In Baltimore, we were part of a joint venture that designed the Fort McHenry Tunnel, which was the widest immersed tunnel built at that time. It was the first immersed tunnel to have double tubes, carrying a total of eight lanes of traffic, laid side-by- side in a single trench under Baltimore Harbor.
WSP also designed the bridge-tunnel crossings of Hampton Roads, Virginia, where immersed tunnels were built between two artificial islands that connected to the mainland via viaduct bridges. This approach was later adopted by other projects worldwide, including the Oresund Bridge-Tunnel between Denmark and Sweden.
Concrete Immersed Tunnels
In Istanbul, we worked on the concrete/steel sandwich construction Marmaray Tunnel, the first tunnel to connect two continents. The rail and transit tunnel is 1.4km long, consisting of 11 elements, each weighing up to 18,000 tons. At 200 feet (60m) under the water’s surface, it is the deepest immersed tunnel in the world.
In Virginia, the Elizabeth River Tunnel (Second Midtown Tunnel) was delivered as part of a public-private partnership procurement process and was opened to traffic in 2016. The tunnel consists of 11 concrete elements fabricated in Sparrows Point, Maryland, and towed down the Chesapeake Bay to the project site in Portsmouth, Virginia, for immersion and placement under the Elizabeth River.
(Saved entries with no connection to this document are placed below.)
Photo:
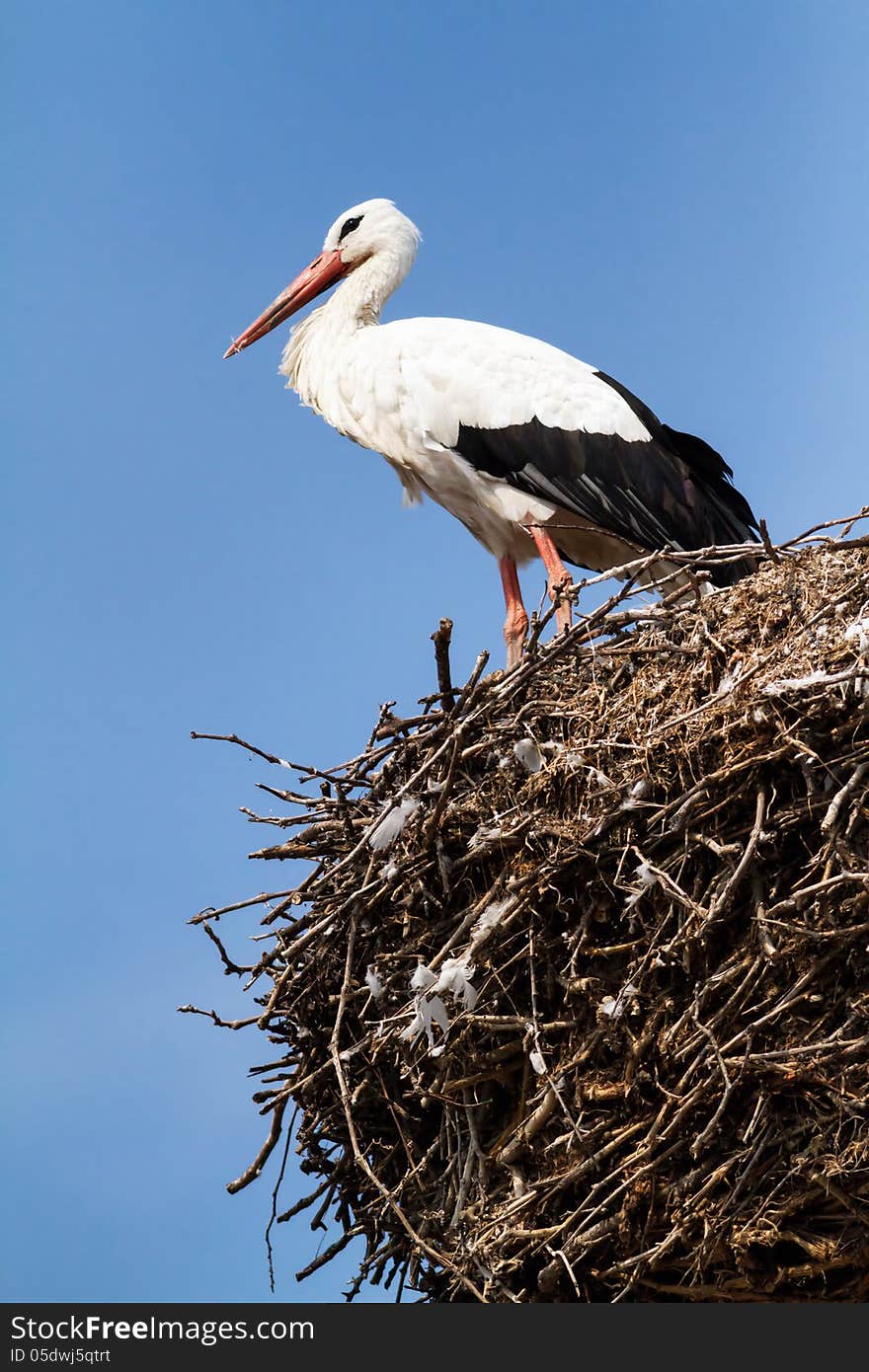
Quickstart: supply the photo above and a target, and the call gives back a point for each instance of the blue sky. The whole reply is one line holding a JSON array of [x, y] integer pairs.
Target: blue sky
[[672, 191]]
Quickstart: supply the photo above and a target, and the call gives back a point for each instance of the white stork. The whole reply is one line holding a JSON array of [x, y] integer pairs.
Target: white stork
[[531, 449]]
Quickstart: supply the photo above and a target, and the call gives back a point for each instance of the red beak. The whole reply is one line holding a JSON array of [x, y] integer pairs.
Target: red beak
[[312, 281]]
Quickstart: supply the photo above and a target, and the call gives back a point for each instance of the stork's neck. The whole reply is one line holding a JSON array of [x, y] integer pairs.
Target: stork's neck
[[313, 345]]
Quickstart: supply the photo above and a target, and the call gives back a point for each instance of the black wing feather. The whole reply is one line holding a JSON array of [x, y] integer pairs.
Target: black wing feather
[[672, 489]]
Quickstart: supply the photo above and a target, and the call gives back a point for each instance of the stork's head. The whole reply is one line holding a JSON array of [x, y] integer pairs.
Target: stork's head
[[373, 231]]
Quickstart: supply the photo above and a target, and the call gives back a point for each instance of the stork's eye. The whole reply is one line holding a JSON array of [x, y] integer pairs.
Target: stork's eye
[[349, 225]]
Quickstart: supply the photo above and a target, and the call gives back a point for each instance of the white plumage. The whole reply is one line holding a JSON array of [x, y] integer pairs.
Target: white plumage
[[531, 449]]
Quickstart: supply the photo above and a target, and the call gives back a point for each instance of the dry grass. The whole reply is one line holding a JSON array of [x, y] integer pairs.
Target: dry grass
[[658, 1084]]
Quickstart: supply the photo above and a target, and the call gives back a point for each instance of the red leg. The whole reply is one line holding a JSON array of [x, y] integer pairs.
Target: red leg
[[516, 622], [559, 576]]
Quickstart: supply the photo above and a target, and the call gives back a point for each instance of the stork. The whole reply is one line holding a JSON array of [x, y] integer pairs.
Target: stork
[[533, 450]]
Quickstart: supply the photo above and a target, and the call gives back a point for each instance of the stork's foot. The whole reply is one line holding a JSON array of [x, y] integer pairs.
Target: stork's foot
[[563, 608], [558, 576], [515, 634]]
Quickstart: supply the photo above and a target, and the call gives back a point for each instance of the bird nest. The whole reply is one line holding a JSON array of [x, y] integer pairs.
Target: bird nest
[[572, 1002]]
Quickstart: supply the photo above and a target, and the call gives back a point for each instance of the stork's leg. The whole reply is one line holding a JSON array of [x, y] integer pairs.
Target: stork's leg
[[559, 576], [516, 622]]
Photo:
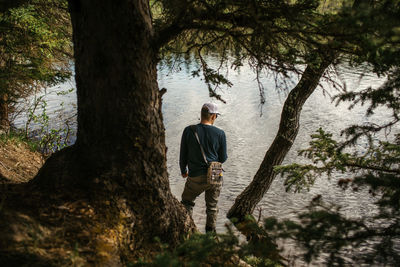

WSP is also performing the independent design review of the Fehmarn Belt fixed link between Denmark and Germany. Upon its completion, it will reduce the journey from Hamburg to Copenhagen by an hour and 30 minutes. At 17.6km long, it will be the longest immersed tunnel in the world. The precast concrete tunnel sections will have a rectangular cross-section of 42m wide by 10m high, consisting of four separate passageways: two for vehicles and two for rail.